The Army wants to be flexible on which hardware it uses. As it now stands, the Army does not plan to develop its own phone or change commercial phones a lot, says the Army Times. The Army says it “would rather make minor tweaks and ‘ruggedize’ existing phones,” says the Army Times. The Army wants to keep prices down.
In addition, buying software for the phones may change the current purchasing method used by the Army, Mark Bigham, a Raytheon (News - Alert) vice president, told the Army Times.
The newspaper explained that the Army may need to launch its own portal, something like the popular civilian iTunes apps store. That way, the Army could “track and pay for individual app downloads,” says the Army Times.
Smartphones may be deployed in war zones as soon as next year, Fox News reports. Cell phones would have diverse uses on the battlefield.

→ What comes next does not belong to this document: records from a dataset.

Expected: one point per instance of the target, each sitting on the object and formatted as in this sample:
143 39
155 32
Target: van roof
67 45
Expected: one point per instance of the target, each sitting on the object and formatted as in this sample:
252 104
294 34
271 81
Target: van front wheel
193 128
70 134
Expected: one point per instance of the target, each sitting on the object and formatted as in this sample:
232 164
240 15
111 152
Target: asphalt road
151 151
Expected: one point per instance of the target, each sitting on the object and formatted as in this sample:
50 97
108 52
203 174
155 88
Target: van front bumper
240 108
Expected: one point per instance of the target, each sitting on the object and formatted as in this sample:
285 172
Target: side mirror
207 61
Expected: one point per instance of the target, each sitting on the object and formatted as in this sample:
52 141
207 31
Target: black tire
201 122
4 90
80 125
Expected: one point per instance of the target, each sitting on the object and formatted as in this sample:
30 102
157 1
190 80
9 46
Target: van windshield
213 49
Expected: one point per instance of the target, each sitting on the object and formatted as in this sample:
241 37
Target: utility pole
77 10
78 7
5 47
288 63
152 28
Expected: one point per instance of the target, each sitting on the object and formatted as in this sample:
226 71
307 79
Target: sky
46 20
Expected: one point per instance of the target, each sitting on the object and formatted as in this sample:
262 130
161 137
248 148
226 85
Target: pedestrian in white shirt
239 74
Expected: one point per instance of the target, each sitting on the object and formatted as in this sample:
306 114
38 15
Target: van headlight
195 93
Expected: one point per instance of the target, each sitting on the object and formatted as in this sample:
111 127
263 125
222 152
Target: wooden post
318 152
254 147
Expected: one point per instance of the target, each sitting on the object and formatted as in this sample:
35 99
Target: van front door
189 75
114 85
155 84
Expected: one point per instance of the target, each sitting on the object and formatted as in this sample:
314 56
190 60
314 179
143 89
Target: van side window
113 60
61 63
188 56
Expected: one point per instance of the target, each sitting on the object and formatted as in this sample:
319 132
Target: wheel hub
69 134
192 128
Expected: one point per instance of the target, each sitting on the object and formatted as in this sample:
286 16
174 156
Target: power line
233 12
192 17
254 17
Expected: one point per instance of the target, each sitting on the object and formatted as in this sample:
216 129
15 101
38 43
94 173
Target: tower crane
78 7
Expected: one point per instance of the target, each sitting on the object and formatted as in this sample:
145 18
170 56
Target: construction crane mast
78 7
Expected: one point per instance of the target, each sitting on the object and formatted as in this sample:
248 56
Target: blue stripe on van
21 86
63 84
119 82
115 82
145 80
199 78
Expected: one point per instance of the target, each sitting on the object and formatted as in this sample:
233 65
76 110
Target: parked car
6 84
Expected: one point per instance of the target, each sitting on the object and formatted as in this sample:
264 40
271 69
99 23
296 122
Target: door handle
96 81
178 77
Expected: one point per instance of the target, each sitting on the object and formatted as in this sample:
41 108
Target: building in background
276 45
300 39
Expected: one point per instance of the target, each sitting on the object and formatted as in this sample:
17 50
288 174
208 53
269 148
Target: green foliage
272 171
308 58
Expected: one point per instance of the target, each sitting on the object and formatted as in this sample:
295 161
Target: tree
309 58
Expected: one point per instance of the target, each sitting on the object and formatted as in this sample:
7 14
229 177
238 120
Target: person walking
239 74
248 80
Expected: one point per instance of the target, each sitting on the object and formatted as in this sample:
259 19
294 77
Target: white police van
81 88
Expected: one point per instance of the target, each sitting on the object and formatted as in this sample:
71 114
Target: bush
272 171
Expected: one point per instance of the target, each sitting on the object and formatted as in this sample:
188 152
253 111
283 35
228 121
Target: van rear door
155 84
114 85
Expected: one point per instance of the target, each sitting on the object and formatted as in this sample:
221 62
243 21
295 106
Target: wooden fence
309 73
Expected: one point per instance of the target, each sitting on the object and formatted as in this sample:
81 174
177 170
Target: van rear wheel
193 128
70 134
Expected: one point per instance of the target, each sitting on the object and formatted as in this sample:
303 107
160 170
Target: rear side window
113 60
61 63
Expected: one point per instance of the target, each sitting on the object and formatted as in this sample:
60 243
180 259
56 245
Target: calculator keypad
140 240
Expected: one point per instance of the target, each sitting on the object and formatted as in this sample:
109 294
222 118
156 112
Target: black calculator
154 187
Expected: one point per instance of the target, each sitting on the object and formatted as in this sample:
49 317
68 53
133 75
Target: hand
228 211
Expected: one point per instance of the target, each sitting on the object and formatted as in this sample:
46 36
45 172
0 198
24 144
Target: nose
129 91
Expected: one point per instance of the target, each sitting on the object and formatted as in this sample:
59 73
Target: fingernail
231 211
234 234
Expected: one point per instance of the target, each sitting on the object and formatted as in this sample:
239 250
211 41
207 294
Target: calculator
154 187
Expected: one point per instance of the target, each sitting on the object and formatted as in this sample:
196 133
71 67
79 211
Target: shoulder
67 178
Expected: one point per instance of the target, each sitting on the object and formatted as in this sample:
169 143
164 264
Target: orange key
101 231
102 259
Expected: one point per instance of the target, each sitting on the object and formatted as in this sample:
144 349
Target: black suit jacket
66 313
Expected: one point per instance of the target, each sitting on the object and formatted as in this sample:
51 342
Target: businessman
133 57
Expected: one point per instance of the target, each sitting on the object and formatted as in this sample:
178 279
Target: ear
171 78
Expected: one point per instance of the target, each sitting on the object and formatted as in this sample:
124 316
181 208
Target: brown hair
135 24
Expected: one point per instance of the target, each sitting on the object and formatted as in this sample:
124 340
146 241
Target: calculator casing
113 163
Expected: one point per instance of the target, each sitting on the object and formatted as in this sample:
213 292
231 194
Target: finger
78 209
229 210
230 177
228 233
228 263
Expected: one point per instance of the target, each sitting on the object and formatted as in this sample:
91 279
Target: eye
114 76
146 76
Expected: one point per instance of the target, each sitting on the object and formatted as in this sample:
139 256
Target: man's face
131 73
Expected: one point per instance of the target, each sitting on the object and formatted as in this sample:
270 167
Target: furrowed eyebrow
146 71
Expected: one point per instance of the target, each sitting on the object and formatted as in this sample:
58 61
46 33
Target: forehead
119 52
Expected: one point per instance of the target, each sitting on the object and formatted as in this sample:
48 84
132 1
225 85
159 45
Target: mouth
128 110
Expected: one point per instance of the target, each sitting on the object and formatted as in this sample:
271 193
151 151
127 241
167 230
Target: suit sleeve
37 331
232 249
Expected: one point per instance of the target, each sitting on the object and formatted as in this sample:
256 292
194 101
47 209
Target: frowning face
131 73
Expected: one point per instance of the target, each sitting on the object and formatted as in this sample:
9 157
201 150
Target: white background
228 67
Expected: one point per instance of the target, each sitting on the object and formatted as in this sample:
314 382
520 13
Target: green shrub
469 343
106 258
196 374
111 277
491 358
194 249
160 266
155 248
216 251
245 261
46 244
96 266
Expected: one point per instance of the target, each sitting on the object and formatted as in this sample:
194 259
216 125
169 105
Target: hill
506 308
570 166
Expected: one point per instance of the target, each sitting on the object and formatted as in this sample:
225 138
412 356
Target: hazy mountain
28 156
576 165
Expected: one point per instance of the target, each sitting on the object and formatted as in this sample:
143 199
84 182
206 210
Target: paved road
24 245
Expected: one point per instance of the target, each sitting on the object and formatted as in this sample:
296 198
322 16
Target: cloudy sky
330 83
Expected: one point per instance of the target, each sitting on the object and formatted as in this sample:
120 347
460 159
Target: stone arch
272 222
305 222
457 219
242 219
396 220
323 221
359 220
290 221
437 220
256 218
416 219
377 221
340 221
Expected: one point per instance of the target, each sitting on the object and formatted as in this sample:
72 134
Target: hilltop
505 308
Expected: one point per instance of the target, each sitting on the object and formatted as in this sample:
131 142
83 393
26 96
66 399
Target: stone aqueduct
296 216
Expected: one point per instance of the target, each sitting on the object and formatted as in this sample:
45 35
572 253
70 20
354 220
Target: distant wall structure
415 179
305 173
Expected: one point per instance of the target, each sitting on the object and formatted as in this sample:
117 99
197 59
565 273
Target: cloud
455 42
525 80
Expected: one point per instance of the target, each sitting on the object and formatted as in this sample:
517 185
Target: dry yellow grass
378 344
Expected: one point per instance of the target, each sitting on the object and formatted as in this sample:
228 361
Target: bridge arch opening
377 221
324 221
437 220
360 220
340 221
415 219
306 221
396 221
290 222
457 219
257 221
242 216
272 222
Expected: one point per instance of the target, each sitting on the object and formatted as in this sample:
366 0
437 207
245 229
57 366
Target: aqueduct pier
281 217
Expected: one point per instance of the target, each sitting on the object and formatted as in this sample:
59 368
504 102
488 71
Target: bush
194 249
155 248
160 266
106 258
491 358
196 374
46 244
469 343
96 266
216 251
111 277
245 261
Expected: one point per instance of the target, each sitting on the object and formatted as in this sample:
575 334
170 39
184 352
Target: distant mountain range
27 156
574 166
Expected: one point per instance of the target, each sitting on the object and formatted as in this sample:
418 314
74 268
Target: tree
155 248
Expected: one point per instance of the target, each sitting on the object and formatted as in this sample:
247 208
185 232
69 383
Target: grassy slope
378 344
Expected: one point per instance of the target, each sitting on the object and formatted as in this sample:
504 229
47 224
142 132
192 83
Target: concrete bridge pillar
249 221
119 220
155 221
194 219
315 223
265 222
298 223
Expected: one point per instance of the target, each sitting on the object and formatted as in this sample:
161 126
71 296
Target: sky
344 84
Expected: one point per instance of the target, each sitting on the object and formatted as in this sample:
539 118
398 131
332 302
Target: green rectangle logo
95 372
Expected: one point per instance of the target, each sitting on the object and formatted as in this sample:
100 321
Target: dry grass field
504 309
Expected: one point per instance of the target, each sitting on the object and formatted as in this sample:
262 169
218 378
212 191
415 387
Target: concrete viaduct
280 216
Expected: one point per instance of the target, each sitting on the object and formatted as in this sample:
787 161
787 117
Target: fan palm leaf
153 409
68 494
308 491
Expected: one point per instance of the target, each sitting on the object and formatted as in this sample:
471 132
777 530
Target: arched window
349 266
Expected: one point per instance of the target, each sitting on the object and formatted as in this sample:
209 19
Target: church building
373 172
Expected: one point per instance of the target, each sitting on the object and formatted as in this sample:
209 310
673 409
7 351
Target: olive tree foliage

For example, TMCnet reports that the U.S. Army now uses the Joint Tactical Radio System (JTRS) to disseminate video images to battlefields, but it may soon send streaming surveillance video images to soldiers’ cell phones. Such an option could be possible in two years because of advances in encryption software, TMCnet said.
“What we’re doing is fundamentally changing how soldiers access knowledge, information, training content and operational data,” McCarthy told the Army Times. “The day you sign on to be a soldier, you will be accessing information and knowledge in garrison and in an operational environment in a seamless manner. We’re using smartphone technologies to lead this.”